I used the code below to see what the path variables hold:
out.println("Classpath: '" + System.getProperty( "java.class.path" ) + "'" );
out.println("Ext dirs: '" + System.getProperty( "java.ext.dirs" ) + "'" );
out.println("Library path: '" + System.getProperty( "java.library.path" ) + "'" );
out.println("Path separator: '" + System.getProperty( "path.separator" ) + "'" );
And the output is:
Classpath: ':/usr/local/tomcat/bin/bootstrap.jar'
Ext dirs: '/usr/lib/jvm/java-6-sun-1.6.0.16/jre/lib/ext:/usr/java/packages/lib/ext'
Library path: '/usr/lib/jvm/java-6-sun-1.6.0.16/jre/lib/i386/server:/usr/lib/jvm/java-6-sun-1.6.0.16/jre/lib/i386:/usr/lib/jvm/java-6-sun-1.6.0.16/jre/../lib/i386:/usr/java/packages/lib/i386:/lib:/usr/lib'
Path separator: ':'
As you can see, Classpath does NOT start with "." as it's supposed to, and I believe that's why my program can't find the classes that I import from subdirectories in my webapp.
To see where the classpath is set, i did grep -R bootstrap.jar /usr/local/tomcat/, and came accross this: CLASSPATH="$CLASSPATH":"$CATALINA_HOME"/bin/bootstrap.jar (in file /usr/local/tomcat/bin/catalina.sh)
This makes me believe that for some reason $CLASSPATH is empty here. However, echo $CLASSPATH successfully returns .:/usr/lib/jvm/java-6-sun/bin:/usr/local/tomcat/lib/servlet-api.jar
Can anybody help pin down the problem here?
EDIT: All my servlet files are in WEB-INF/classes/controllers/, and the libraries i'm trying to load are class files in subdirectories.
For example, if ClassName.class is in the WEB-INF/classes/controllers/packagename/ directory, I add package packagename to the start of ClassName.java, and I import it using import packagename.* in someServlet.java.
EDIT2: I have solved my problem. My main issue was that, as written below, not using the correct package names. Also, I was trying to compile from inside the classes/controllers/ directory, instead of compiling from classes/. Thank you all for your help!
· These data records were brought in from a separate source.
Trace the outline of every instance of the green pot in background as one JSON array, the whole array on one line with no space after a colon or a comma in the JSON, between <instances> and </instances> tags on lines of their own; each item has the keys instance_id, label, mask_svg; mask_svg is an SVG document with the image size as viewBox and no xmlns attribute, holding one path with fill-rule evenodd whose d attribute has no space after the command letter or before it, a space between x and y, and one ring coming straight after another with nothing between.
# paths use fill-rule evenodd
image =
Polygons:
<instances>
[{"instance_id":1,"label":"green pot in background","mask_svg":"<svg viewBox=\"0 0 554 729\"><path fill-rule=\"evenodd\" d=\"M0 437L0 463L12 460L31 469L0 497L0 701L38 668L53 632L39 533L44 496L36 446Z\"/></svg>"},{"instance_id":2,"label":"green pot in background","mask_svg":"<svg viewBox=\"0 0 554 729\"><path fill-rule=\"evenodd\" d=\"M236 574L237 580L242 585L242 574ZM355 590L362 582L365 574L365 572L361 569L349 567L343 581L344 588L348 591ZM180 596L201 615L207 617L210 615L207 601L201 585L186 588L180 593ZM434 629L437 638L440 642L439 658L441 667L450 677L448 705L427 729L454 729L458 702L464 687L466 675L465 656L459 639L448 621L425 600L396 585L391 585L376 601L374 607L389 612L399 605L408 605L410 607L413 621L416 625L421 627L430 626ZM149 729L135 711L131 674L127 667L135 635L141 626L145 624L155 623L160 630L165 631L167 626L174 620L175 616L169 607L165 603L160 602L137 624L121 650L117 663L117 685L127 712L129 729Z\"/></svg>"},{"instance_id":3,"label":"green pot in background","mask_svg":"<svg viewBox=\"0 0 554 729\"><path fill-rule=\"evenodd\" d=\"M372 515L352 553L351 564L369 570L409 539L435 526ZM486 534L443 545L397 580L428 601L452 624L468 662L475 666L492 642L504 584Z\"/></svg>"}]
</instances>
Classes required in a web application should be located within the web application in the WEB-INF/classes folder or packed in JAR files located in WEB-INF/lib. You should normally not use the servlet containers generic classpath settings for this, as you seem to attempt.
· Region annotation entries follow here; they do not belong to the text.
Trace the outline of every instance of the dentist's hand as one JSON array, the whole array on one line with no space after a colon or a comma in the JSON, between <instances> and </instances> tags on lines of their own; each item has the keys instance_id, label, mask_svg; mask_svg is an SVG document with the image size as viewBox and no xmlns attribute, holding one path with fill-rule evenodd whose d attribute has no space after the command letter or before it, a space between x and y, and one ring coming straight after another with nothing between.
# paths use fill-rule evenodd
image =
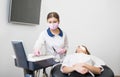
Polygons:
<instances>
[{"instance_id":1,"label":"dentist's hand","mask_svg":"<svg viewBox=\"0 0 120 77\"><path fill-rule=\"evenodd\" d=\"M58 54L64 54L64 53L66 53L66 50L63 49L63 48L60 48L60 49L57 50L57 53Z\"/></svg>"},{"instance_id":2,"label":"dentist's hand","mask_svg":"<svg viewBox=\"0 0 120 77\"><path fill-rule=\"evenodd\" d=\"M84 67L83 63L75 64L73 67L78 73L86 74L88 72L88 69Z\"/></svg>"}]
</instances>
Tomcat's classpath is not supposed to be starting with .. Actually, adding . to the classpath is just a convenient way to tell java to look for classes in the current directory without having to use -cp when using it on the command line.
Actually, in most case, you don't have to tweak Tomcat's classpath. To make Tomcat able to find your classes, what you need to do is to deploy your application as a standardized WAR (web archive) which has a specific layout. Something like that:
.
|-- WEB-INF
| |-- classes
| | `-- com
| | `-- mycompany
| | `-- MyServlet.class
| |-- lib
| | |-- bar.jar
| | `-- foo.jar
| `-- web.xml
|-- application.jsp
|-- image.gif
`-- index.html
The WEB-INF/classes directory is where your compiled classes need to be, this is where Tomcat will look for them. If you place your classes in WEB-INF/classes/controllers, controllers will be considered as part of the package name (which is likely not what you want). So you have two options:
remove that controllers directory
or add it to the package name.
But they are mutually exclusive, you can't have both.
CLASSPATH is not "supposed" to start with ".". Since its purpose is configuration of the runtime, it is free to take on any value you choose. Also note that using the CLASSPATH environment variable has been discouraged since Java 1.1 (released in early 1997)—at least 12 years.
The classpath of a web-application, on the other hand is well-specified. Move the contents of the controllers directory (and any other invalid subdirectories) into WEB-INF/classes/, so that the package directory is an immediate child of classes.